Mark Cavendish, qui semblait en mesure de signer un troisième succès après le bon travail de la formation Sky dans les derniers kilomètres, a échoué à la 4e place. Le champion du monde anglais a sans doute été gêné par une chute survenue dans le dernier virage et qui a notamment jeté à terre son coéquipier Geraint Thomas, le vainqueur du prologue du Tour de Romandie. Le Suisse Danilo Wyss s’est pour sa part classé 9e de ce sprint, un joli résultat pour lui. Six hommes se sont échappés peu après le départ de cette interminable étape, mais le peloton a toujours contrôlé l’écart avant de fondre sur les fuyards. L’Italien Manuele Boaro a tenté un ultime baroud d’honneur, avant d’être repris à 14 km du but. Ensuite, les favoris ont un peu bougé, avec notamment une attaque du Tchèque Roman Kreuziger à 9 km de l’arrivée. La mauvaise opération concerne Frank Schleck. Le Luxembourgeois a perdu 46 secondes sur la fin de l’étape, après avoir été sans doute gêné par une chute au sein du peloton. Au général, Joaquin Rodriguez, qui a passé une première journée sereine en rose, conserve sa tunique de leader avec 17 secondes d’avance sur Ryder Hesjedal (Can) et 32 sur l’Italien Paolo Tiralongo.
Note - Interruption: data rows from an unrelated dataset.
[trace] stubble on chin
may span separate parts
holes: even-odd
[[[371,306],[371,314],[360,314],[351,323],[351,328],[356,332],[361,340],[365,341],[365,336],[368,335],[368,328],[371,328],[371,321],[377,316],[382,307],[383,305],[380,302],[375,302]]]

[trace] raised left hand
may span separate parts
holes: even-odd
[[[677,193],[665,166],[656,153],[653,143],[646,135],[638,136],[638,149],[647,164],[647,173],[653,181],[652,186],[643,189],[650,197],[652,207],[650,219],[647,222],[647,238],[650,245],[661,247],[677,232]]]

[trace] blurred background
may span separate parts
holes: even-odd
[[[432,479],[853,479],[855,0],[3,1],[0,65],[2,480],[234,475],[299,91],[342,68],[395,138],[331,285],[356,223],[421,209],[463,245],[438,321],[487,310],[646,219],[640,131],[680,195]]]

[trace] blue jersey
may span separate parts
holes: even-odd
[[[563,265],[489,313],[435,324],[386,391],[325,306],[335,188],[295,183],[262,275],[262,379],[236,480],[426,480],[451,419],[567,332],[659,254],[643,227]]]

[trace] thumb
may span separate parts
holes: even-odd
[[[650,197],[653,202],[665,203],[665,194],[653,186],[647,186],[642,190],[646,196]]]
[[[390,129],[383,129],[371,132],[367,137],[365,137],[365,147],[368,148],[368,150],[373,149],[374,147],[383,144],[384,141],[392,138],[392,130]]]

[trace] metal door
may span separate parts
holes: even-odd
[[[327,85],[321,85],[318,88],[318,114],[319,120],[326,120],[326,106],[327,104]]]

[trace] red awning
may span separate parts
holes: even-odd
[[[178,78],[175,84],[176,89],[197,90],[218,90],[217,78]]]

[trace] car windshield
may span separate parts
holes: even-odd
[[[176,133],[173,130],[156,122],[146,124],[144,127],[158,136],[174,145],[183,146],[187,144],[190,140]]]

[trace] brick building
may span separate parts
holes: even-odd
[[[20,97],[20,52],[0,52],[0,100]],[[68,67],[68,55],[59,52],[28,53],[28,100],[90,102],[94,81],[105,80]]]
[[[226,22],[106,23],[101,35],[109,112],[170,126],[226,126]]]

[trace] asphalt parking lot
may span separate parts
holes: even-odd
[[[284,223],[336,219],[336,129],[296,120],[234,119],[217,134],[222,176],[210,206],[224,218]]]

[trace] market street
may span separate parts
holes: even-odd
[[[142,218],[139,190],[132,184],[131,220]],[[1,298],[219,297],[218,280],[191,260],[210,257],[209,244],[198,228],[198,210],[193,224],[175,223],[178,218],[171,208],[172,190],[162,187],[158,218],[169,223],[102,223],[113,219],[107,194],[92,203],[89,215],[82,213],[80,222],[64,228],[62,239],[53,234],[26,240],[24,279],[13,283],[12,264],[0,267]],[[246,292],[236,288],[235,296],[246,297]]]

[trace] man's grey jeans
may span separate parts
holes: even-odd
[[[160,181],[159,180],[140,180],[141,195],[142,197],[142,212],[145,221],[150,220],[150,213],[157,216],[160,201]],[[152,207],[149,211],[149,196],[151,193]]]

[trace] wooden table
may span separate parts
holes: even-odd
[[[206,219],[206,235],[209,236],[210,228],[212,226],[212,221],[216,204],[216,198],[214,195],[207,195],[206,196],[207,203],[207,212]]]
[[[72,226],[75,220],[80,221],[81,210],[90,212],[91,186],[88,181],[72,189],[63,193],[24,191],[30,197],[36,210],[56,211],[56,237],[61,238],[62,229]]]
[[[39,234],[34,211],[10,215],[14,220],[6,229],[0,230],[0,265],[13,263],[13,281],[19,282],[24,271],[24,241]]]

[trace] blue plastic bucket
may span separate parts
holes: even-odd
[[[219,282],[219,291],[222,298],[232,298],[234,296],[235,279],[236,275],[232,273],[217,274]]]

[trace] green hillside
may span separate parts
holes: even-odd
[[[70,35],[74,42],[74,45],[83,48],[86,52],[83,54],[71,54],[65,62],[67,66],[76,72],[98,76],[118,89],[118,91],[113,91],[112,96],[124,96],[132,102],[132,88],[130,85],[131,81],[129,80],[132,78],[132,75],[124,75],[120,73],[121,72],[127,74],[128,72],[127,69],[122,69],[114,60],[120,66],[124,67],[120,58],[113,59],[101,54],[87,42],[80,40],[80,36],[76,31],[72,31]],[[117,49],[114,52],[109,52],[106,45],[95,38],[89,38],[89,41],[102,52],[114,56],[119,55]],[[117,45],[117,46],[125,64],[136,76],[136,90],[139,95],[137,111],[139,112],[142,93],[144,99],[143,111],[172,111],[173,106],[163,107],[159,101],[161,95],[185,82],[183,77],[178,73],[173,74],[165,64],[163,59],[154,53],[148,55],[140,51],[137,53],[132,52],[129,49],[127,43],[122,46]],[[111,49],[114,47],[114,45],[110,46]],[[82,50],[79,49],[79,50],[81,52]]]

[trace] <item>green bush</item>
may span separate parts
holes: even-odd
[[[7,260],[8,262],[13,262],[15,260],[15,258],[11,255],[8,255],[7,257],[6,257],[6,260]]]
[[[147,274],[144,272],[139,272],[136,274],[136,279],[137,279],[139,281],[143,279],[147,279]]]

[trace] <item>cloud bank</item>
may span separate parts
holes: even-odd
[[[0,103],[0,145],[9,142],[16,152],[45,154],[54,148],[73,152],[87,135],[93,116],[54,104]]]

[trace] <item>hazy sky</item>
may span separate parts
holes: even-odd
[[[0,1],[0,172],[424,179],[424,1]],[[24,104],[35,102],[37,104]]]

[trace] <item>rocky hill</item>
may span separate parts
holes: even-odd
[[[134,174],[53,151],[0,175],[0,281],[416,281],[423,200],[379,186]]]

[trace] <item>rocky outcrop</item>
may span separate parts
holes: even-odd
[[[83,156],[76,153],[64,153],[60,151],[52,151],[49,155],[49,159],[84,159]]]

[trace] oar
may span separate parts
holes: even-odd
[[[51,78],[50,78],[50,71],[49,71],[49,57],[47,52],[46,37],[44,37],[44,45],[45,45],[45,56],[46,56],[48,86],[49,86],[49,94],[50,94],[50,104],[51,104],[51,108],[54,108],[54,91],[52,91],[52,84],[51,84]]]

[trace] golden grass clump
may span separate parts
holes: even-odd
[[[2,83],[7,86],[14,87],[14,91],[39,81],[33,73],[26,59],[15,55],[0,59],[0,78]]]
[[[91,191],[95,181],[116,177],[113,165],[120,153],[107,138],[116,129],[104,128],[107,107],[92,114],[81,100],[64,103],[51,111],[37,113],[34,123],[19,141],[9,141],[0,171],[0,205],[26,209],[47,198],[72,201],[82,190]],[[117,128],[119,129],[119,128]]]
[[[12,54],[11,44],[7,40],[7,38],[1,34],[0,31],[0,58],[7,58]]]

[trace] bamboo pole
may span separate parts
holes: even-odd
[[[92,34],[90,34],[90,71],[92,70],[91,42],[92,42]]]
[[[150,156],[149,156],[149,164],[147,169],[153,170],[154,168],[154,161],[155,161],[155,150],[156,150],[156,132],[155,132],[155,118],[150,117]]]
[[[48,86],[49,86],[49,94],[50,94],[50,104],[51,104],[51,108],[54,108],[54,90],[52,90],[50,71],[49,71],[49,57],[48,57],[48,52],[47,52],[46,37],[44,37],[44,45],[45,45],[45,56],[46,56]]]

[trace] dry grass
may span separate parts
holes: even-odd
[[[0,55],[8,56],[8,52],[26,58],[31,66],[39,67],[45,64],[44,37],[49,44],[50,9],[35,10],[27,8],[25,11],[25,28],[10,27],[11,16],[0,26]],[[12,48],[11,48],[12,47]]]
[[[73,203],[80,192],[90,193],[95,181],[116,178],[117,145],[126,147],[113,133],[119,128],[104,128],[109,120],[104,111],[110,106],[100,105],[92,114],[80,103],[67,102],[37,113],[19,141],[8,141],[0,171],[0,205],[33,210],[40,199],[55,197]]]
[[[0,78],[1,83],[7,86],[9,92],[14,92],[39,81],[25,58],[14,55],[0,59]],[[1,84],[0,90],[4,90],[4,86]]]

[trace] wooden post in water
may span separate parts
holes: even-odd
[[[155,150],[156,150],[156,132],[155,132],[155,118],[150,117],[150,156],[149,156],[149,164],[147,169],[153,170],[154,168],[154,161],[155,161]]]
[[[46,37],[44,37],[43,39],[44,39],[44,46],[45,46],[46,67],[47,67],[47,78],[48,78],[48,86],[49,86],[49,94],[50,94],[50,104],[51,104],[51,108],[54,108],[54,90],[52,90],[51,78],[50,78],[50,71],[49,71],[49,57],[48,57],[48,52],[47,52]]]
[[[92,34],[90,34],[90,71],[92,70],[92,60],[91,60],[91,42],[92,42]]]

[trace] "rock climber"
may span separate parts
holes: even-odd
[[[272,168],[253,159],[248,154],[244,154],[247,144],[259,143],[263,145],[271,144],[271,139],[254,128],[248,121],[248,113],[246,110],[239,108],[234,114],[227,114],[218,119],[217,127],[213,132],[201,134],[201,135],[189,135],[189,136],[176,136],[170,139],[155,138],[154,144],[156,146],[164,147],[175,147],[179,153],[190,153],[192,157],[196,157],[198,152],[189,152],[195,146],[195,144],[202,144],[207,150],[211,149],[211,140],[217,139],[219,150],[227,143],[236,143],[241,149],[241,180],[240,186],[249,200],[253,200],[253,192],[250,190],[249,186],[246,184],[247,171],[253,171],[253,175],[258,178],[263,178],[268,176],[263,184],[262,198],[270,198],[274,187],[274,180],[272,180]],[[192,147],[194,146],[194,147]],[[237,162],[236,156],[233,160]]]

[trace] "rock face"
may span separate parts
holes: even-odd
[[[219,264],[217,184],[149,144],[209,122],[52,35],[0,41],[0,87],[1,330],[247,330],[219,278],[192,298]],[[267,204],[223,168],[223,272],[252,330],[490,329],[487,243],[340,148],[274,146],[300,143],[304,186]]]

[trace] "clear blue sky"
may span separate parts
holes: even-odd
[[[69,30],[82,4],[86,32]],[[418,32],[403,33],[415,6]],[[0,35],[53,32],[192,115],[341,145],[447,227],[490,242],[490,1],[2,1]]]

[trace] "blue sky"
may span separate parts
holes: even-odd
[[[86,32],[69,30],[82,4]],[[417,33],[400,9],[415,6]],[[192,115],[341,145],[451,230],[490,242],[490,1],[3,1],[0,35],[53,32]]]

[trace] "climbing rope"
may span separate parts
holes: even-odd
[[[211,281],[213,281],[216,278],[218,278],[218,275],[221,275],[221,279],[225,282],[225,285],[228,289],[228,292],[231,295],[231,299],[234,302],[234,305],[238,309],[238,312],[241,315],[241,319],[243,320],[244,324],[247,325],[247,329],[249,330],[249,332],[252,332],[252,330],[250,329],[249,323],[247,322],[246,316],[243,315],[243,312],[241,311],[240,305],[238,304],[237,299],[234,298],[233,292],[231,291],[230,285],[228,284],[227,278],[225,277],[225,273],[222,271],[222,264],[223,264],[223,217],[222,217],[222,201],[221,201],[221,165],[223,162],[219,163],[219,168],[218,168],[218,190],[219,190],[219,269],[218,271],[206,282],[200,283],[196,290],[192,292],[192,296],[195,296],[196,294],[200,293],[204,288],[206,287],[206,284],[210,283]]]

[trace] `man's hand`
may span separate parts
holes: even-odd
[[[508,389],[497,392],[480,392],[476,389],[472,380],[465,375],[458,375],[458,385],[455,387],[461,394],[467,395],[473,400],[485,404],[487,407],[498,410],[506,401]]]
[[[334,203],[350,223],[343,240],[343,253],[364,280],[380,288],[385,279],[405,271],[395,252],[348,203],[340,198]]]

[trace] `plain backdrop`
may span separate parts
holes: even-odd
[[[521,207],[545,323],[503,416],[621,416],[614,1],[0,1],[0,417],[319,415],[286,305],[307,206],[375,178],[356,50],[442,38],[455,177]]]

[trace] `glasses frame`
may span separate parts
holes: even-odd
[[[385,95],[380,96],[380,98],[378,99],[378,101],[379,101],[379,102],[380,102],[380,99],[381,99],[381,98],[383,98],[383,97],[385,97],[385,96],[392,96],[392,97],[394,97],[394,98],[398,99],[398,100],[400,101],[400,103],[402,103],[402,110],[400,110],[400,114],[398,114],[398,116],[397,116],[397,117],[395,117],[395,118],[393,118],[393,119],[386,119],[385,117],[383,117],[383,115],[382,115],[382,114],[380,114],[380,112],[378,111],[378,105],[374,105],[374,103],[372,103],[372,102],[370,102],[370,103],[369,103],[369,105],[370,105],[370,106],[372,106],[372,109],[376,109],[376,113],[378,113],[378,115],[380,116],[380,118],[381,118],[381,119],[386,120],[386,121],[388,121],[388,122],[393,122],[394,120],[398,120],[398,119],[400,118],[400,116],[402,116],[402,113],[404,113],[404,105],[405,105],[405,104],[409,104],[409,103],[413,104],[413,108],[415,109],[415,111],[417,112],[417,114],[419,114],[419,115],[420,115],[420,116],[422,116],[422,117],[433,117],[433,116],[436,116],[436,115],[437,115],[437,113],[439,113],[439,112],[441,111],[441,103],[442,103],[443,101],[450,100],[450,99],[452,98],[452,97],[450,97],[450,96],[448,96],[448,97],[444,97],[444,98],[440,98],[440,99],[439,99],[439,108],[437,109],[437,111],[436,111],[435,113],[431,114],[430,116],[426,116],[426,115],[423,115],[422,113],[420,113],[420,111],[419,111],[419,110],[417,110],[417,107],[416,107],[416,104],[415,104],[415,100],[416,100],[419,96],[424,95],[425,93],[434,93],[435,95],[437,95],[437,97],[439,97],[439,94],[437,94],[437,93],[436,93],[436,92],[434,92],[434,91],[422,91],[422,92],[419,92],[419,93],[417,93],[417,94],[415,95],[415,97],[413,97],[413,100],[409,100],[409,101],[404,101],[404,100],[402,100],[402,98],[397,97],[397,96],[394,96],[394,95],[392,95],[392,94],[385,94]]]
«C'est la victoire d'une vie»

En soirée, Roberto Ferrari revenait sur cette victoire : «C’est la victoire d’une vie ! Gagner une étape du Giro, c’est le top pour un coureur italien. Je voulais me racheter de qui s’était passé au Danemark. Je m’en excuse encore. J’espérais gagner une étape pour montrer que j’avais les jambes, le niveau pour les sprints. Je remercie le jury qui m’a laissé en course, qui a compris que ma faute n’était pas délibérée. Depuis deux ans, depuis que j’ai rejoint l’équipe de Gianni (Savio, le manager d’Androni), j’ai un calendrier cohérent. Cette année, je me suis bien préparé. J’ai peu couru mais j’ai disputé des courses pour gagner. Dans ce sprint, je me suis retrouvé dans le dernier kilomètre à côté de Cavendish. Quand je l’ai dépassé (à la sortie du virage), ça s’est fait très vite, je n’ai pas eu le temps de penser (à ce qui s’était passé au Danemark). Je suis quelqu’un de tranquille. Ma vie, c’est ma famille, ma femme Francesca et mon fils Mattia, et le cyclisme. On dit que je suis naïf ? Je suis un peu particulier peut-être parce que, pour moi, le cyclisme est la liberté. C’est un travail, bien sûr, mais c’est d’abord une passion. Je dédie cette victoire à mon père qui m’a mis sur le vélo quand j’avais six ans. Je lui dois beaucoup.»